What happens when doors do not easily open for a person, when he or she always feels pushed to the edges, left out, left behind, forced to look in from the outside? I had that conversation today with two very special and valued people – one a staff member and the other an active congregant. We discussed how when traditional groups refuse us entry, most of us will find someplace else to belong.

Check out the profiles of young persons from the U.S. who try to unite with foreign militant organizations. A large percentage are people who seemed to be (or worse, were branded as) misfits. When people have developmental challenges or alternate learning styles or out-of-the-norm relational skills, we sometimes tend to isolate them. Perhaps we do not intentionally reject them, we simply feel uncomfortable including them. Either way, the result is the same – that they feel closed out and pushed aside. And when that happens, there will always be other groups (often with less than honorable intent) who will receive them with open arms, affirm them, and make them feel (a) part of the new circle and thus (b) an enemy of the community that made no room for them. The leadership of militant and/or hate organizations are experts in preying on the vulnerable. Be they foreign extremist religious sects or American survivalists or the KKK, those organizations have always fed on people who feel unwanted and unwelcomed in more traditional populations.

It makes one wonder what the world might look like if we had ever taken The Jesus Model seriously. “Love your neighbor as yourself,” He said. Make time and room for “the poor, the lepers, the harlots, the publicans, the beggars at the gate”... all those are words Jesus used and people Jesus cared for. He saw every individual as a child of God and, thus, as someone worthy of concern, compassion, and kindness. In fact, He was often criticized for sitting at the table with people whom others (even religious leaders) preferred to push away.

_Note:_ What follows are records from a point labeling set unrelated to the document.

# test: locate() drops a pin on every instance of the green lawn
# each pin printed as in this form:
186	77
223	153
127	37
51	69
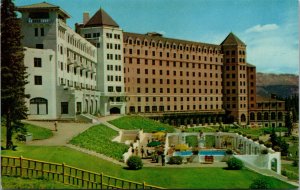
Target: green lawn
198	129
38	133
23	183
204	178
98	138
138	122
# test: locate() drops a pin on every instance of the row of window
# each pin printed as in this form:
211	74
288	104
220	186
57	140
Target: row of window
111	89
36	32
266	116
133	109
116	36
174	63
80	44
187	56
241	52
90	35
241	60
111	78
233	91
110	57
111	68
234	98
180	90
77	70
110	46
75	84
233	106
168	81
162	99
167	72
174	46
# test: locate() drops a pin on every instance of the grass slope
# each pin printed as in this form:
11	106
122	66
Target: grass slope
138	122
24	183
188	178
98	138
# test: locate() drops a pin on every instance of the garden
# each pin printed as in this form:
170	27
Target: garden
187	178
138	122
99	139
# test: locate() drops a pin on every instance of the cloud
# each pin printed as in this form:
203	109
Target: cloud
262	28
275	51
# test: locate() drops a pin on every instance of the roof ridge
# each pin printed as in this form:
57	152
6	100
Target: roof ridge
101	18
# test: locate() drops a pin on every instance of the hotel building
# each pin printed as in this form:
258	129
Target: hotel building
100	69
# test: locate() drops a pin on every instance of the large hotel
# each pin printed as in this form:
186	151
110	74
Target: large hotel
99	69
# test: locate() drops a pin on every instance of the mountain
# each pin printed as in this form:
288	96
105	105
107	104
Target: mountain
283	85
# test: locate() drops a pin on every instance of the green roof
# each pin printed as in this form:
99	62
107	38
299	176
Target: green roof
43	5
158	37
232	39
101	18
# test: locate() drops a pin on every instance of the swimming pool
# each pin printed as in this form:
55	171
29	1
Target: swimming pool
201	153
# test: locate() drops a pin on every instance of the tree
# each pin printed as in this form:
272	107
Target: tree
13	72
288	123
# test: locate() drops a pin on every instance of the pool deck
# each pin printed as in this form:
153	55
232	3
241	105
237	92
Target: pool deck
148	163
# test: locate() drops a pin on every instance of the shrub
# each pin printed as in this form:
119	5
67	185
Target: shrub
283	172
235	164
175	160
260	183
264	151
229	152
255	139
268	144
295	163
134	163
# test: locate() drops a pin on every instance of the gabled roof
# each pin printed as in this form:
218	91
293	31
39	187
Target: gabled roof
43	5
38	5
250	65
232	39
101	18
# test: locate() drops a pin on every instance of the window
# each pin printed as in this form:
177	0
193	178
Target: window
37	62
64	108
38	80
38	106
36	31
39	46
110	88
42	32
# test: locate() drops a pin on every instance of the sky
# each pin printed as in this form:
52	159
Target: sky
268	27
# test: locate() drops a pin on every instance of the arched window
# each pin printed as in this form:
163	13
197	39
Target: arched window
243	118
259	116
280	116
38	106
252	116
273	116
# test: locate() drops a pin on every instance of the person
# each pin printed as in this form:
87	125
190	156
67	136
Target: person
55	125
142	151
162	159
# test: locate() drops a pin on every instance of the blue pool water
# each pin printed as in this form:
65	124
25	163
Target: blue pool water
201	153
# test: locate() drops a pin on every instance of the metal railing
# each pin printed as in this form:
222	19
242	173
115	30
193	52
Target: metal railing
29	168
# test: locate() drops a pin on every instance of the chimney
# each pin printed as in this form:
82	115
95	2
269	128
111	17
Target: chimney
86	17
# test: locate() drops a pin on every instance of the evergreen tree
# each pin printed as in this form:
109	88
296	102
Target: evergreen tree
13	71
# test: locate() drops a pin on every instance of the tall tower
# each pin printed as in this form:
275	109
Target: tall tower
105	34
235	78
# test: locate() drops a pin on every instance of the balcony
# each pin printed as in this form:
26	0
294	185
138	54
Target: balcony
39	20
116	103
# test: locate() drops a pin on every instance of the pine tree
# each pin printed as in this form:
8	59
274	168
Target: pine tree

But isn’t it conceivable that by sitting at the table with people, by acknowledging them and interacting with them and treating them as if they were not invisible, we protect ourselves and them against the potential of anger, recrimination, and violence? Every time we reject people, someone else will receive them. And that someone else may prey upon them, brainwash them, and send them back against us. Jesus understood that making friends is always wiser than making enemies.

I try to remind myself of that in daily human interactions. Not everyone will allow me to be their friend, and that’s okay. But may it never be for a lack of effort on my part. Whether we are talking family members, co-workers, classmates, neighbors, fellow church members, or strangers on the street, nothing is ever lost by at least being cordial and kind. But high prices may be paid when we choose to be aloof or dismissive.